Access to on-line text records affords rapid retrieval of more complete information and enhances care1. Achieving an on-line record environment requires clinician involvement, major capital investment, and visionary, effective leadership2. Transitioning an institution from handwritten records is a huge task, and requires adequate support for users to either type or dictate clinical notes. This support must include responsive transcription services, many workstations, and may employ specialized templates and automated insertion of patient data to aid direct entry. All of these methods were available when the Veterans Affairs (VA) Puget Sound Health Care System expanded its clinical information system, fully implementing order entry and patient document functions available in the nationally used Department of Veterans Affairs Computerized Patient Record System (CPRS). An unintended consequence of deploying on-line records (and the various methods to aid their creation) was growth in copying and re-use of text from elsewhere in the electronic chart. This paper describes the extent and implications of the phenomenon and discusses approaches to corrective action.

Background

VA Medical Records managers and clinicians across the country first began to notice unattributed copying of text from one clinical document into another using Windows® copy and paste functions in the late 1990s, paralleling expanded use of CPRS and replacement of data terminals with microcomputer workstations. The copying was easiest to note among records belonging to a single patient. Concern arose over potential for propagation of erroneous information, lapsed professional ethics, billing irregularities, and potential liability exposure. Disabling copy and paste functionality was considered impractical. Other worries were expressed about errors and poor readability caused by templates and inserted data. Starting in the year 2000, several draft policies enunciating guidelines and policies for electronic notes circulated in the VA community. Some of these recommended monitoring without specifying a methodology. Development of policy is ongoing.

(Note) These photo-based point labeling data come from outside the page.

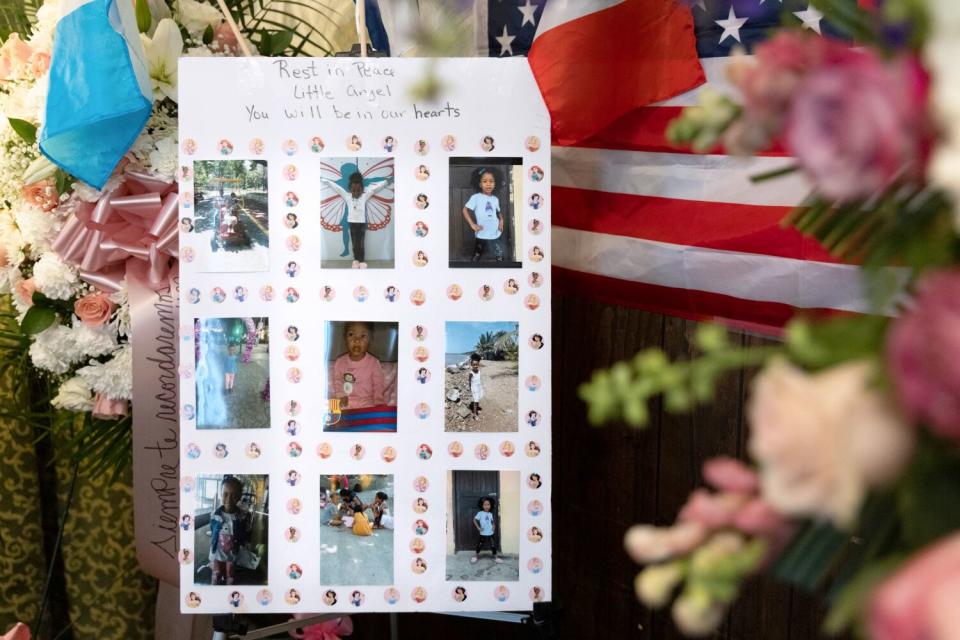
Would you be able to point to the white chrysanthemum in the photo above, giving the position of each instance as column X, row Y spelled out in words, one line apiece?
column 164, row 157
column 37, row 228
column 197, row 16
column 54, row 278
column 74, row 395
column 121, row 318
column 54, row 349
column 113, row 378
column 92, row 342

In recognition of its quality improvement programs, Veterans Integrated Service Network 20, located in the Pacific Northwest, received a $500,000 Kenneth Kizer Quality Improvement Award (honoring the former VA Undersecretary for Health) to support local quality improvement projects. The present project received a Kizer grant. Inspiration for the method adopted came from a related problem in academia – plagiarism – facilitated by word-processing software and availability of vast quantities of machine-readable text on the Internet.

Methodology

A survey revealed several commercial and public use software resources to detect copying. One of these, Copyfind, a well-documented GNU General Public Use License program developed by Bloomfield, showed promise3. Copyfind performs pair-wise comparisons of all documents in a set to identify identical word sequences. When a user-defined minimum sequence matches, the program creates two HTML files, underlining the matching portion in each document. Copyfind was modified (Copyfind-VA) to communicate with a relational database of patient documents using Open Data Base Connectivity (ODBC) conventions. Figure 1 shows an example of the output.

Figure 1.

Figure 1

Marked-up progress note showing copied text (and rated "Human, clinically misleading, major risk").

All patient documents and document identifiers present in the VA CPRS of VA Puget Sound between October 1990 and June 15, 2002 were downloaded. A second download captured document identifiers, case identifiers, creation dates, authors, and clinical departments associated with the documents. These data were imported into linked Access® databases containing 4.5 million documents and requiring 17 Gigabytes of disc storage. Notes for 98,753 individuals were captured. The project was an integral part of the facility's quality assurance program and patient consents were not obtained. To safeguard privacy all databases were encrypted and password-protected, and maintained on a secure machine in the medical file department.

The following procedures were performed to analyze records for copying. For each entry in a list of case identifiers, a read procedure retrieved all documents belonging to a case. Next, Copyfind-VA compared each retrieved document to every other document in the set. When at least forty consecutive words in compared documents matched exactly, a pair of marked-up text records and document identifiers was written to a database of “copyevents”. The fully permuted comparison created two records for each episode of duplication, but document identifiers permitted identifying original and recipient documents. The procedure repeated until all cases were read and analyzed and associated copyevents recorded.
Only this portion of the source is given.